Yadkin County commissioners authorized spending on two projects this week as well as increasing the hiring pay for a sheriff’s office employee who the sheriff says comes with a great deal of experience and certification.
A project already underway to provide upgrades to the county’s medical clinic is going to cost an additional $3,124 due to unexpected construction obstacles, such as the need to adjust the direction of the bathroom door so that it doesn’t open so close to patients at the check in station, explained Lisa Hughes, county manager, during Monday’s board of commissioners meeting.
Hughes said contractors Wishon Carter were unable to proceed with the project until the contract for the project was amended to include the adjusted work and new costs. The work is causing some disruption in the medical clinic, but with the amended contract approved, the work is expected to be complete by June 30.
The second project addressed is the addition of generators at the courthouse and the county’s administrative building. The courthouse generator already was purchased and is being installed, and Monday the commissioners authorized a contract with CW Electric for the purchase of a second generator to be installed at the administrative building.
The need for the generators comes from several instances of power outages in the region which have affected the servers and network systems, including one on a pay day. The cost for the newest generator is $20,470 and will be purchased out of the 2016-17 fiscal year, with the labor for the project being spent in the 2017-18 fiscal year, Hughes explained.

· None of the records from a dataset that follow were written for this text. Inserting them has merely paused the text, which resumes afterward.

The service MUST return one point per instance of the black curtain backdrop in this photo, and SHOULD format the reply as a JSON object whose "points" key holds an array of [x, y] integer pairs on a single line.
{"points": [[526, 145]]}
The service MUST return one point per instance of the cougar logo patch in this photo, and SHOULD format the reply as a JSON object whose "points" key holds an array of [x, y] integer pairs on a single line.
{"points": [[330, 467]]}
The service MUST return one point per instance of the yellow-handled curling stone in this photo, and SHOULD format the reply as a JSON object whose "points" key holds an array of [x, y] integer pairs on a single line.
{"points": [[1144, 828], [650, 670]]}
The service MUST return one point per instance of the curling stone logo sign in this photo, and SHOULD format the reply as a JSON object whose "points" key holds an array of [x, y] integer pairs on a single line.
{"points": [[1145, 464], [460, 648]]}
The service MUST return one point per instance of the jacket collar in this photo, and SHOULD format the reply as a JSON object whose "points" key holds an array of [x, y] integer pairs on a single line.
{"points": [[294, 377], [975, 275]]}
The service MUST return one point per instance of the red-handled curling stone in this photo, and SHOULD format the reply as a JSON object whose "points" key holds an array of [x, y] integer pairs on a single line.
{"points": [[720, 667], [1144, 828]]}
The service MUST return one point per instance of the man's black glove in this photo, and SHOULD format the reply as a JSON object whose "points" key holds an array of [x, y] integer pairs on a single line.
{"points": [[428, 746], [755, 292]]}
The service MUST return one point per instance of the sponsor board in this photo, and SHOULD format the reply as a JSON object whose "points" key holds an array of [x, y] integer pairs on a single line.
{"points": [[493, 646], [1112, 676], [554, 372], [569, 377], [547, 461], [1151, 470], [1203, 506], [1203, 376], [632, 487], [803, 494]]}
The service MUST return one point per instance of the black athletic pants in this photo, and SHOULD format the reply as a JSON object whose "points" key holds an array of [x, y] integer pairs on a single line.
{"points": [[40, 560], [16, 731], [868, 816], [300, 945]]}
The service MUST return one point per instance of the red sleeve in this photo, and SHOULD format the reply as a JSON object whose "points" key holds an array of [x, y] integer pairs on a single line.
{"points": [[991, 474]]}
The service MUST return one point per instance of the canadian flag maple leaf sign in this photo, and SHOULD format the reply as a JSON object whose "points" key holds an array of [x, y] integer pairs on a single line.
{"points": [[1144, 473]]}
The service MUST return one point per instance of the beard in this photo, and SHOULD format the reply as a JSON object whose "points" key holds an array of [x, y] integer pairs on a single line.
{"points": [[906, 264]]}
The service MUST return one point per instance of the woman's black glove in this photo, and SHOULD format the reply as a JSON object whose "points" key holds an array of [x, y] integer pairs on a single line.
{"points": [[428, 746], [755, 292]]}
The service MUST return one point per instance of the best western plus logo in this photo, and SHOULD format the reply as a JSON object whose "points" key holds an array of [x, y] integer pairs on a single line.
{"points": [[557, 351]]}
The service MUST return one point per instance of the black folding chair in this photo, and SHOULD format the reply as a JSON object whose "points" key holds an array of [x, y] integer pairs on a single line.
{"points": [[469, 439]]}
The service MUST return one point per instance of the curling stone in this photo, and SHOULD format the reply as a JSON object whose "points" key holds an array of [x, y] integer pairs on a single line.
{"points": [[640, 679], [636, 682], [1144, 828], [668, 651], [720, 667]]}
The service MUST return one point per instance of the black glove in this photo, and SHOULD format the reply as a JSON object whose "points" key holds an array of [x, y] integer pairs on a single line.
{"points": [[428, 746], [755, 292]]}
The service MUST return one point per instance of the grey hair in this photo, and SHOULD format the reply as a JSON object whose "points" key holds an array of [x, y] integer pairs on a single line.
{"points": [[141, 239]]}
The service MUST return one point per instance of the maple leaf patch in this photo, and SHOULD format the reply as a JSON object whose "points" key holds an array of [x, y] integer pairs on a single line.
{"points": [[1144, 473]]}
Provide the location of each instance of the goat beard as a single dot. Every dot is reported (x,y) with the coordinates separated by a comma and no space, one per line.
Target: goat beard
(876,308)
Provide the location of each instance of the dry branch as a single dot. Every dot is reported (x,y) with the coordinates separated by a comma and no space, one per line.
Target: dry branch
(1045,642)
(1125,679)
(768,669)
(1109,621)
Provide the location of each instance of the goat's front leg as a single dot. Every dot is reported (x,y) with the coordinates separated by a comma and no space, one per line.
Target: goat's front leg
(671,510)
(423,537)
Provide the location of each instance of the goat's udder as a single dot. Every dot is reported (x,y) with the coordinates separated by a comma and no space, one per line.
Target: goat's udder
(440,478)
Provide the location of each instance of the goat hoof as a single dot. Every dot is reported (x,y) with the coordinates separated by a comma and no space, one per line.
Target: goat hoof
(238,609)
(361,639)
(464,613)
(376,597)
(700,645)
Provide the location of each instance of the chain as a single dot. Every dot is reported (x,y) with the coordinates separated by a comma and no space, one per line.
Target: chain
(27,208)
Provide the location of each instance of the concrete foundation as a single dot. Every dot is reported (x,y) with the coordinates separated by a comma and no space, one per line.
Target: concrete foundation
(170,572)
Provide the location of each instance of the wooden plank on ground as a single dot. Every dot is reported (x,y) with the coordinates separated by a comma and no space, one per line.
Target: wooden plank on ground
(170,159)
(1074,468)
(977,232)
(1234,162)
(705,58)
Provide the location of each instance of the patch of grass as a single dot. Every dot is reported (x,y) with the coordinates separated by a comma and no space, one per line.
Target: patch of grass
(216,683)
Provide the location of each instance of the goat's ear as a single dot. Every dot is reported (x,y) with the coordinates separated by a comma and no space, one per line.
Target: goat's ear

The generator will be installed in one of the parking spots on the backside of the administrative building along with a propane tank which will fuel the engine, said Dale Ring, of the county’s IT department.
Funding for both projects was approved unanimously by the commissioners.
Sheriff Ricky Oliver approached the board to request permission to hire a new employee, for the position of administrative support specialist II, at 27 percent higher than the entry-level salary. Hughes explained that she can authorize up to 20 percent over the entry-level rate, but anything above that must be approved by the commissioners.
The position being filled is one with a pay range of $28,581 to $42,873, Oliver explained. “The salary request falls within that range,” he told commissioners. “It requires quite a bit of knowledge and certifications.”
The employee handles all the paperwork and background checks required for concealed carry permits, keeps the sex offender registry up to date, submits paperwork to the State Bureau of Investigation, and handles all DNA collections which are court ordered as well as 50B domestic violence orders and other warrants.
Oliver said the candidate for the position has more than 12 years of experience with another agency and already holds all the needed certifications, as well as a notary and is a sworn officer. “She can hit the ground running and has a very good knowledge of the system.”
Commenting on how fortunate it is to have someone already certified and with such a wealth of knowledge and experience, the commissioners unanimously approved the 27 percent increased salary.